“L’ennemy commença à établir, le 19, une batterie de sept pièces de canon dans les plaines et derrière un petit étang, vis-à-vis la face du bastion du Roy, laquelle batterie n’a pas cessé de tirer des boulets de 12, 18 et 24 depuis ce jour jusqu’à la reddition de la place, sur le casernes, le mur du bastion du Roy et sur la ville; cette batterie étoit, Monseigneur, la plus dangereuse de l’ennemy pour détruire le monde; tous les boulets enfiloient toutes les rues jusqu’à la porte Maurepas et au mur crénelé; personne ne pouvoit rester dans la ville, soit dans les maisons ou dans les rues.

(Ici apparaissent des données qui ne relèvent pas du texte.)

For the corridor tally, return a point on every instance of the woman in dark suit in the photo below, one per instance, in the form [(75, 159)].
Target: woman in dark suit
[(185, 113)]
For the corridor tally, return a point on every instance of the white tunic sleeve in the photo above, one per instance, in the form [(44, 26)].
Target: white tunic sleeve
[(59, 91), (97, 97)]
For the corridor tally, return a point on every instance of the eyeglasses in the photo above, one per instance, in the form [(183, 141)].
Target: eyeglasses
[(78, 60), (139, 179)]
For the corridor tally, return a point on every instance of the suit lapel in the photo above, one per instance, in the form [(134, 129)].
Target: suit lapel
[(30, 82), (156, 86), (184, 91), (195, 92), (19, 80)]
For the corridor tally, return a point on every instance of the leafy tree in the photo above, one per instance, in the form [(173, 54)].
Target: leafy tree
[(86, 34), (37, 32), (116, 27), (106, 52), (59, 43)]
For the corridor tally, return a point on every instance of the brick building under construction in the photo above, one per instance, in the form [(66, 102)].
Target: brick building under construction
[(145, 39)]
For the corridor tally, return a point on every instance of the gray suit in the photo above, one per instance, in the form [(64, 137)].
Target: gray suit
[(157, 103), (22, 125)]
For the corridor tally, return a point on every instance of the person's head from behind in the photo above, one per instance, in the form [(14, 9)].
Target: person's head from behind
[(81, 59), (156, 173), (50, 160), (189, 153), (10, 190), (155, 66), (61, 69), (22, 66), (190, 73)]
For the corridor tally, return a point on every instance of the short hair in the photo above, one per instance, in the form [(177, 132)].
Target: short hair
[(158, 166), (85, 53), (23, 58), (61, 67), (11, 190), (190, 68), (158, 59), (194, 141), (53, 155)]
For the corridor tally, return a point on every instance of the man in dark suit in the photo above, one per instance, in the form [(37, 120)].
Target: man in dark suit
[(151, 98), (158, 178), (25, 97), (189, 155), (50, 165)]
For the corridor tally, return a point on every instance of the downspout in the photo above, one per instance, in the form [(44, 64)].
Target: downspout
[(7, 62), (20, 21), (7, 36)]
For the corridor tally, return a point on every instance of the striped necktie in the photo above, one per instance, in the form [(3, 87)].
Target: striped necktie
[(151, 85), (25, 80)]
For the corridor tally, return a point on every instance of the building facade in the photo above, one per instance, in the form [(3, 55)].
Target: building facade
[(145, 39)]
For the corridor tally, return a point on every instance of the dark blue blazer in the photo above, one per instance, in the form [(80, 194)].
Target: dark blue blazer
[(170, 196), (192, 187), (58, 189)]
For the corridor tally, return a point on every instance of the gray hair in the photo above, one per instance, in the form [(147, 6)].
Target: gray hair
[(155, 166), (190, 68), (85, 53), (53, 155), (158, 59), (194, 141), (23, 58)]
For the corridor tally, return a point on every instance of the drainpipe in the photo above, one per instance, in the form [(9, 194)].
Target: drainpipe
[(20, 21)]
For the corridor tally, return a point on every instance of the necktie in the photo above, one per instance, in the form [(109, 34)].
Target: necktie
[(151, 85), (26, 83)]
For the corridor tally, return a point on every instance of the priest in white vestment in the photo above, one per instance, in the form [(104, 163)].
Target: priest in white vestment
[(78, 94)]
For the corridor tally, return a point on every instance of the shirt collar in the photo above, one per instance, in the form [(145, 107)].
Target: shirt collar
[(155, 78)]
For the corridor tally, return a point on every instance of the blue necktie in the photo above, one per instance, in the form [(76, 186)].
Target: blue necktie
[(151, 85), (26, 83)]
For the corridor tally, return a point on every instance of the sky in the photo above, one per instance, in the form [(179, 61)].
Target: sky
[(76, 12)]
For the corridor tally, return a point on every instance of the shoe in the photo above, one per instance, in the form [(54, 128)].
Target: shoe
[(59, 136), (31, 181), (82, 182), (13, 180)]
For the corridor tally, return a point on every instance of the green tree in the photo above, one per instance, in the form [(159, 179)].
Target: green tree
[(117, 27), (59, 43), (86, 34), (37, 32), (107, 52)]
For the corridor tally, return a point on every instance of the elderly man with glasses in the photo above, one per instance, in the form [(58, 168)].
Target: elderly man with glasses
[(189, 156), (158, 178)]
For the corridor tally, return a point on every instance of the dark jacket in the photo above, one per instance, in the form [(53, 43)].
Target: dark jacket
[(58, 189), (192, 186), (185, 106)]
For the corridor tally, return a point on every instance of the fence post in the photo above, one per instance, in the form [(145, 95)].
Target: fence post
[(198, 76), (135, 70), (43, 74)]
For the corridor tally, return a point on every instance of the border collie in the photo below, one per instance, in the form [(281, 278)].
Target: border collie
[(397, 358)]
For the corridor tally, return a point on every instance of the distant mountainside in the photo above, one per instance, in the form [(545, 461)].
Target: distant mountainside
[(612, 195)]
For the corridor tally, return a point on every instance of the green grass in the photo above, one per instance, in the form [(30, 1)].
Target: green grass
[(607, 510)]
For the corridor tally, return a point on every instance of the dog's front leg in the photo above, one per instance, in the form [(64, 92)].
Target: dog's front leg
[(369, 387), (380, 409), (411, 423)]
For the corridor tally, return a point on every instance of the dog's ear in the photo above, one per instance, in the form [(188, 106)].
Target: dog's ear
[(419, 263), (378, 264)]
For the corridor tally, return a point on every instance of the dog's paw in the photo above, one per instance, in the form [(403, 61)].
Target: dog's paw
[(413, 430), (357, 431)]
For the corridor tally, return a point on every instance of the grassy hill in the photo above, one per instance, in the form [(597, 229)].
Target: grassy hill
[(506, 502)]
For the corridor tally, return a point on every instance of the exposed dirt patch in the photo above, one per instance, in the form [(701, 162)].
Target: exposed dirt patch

“Aussy pour éteindre le feu de l’ennemy, je fis établir deux pièces de canon de 18 sur le cavalier du dit Bastion du Roy: on fit pour cet effet deux coffres en planches qu’on remplit de fascines et de terres qui formoient deux embrasures par le moyen desquelles les canonniers et ceux qui servirent ces canons étoient à l’abry du feu de l’ennemy.

“Je fis aussy percer en même temps deux embrasures au mur du parapet de la face droite du dit bastion; on y mit deux autre canons de 24.

“Ces quatre canons ont été si bien servis que le feu de l’ennemy de la dite batterie de la plaine a été éteint, puisqu’ils ne tiroient lors de la reddition de la place qu’un canon, et qu’ils ont eu les autres démontés à la dite batterie, ainsy que ceux de nos gens qui ont été voir cette batterie, après la reddition de la place, m’en ont rendu compte.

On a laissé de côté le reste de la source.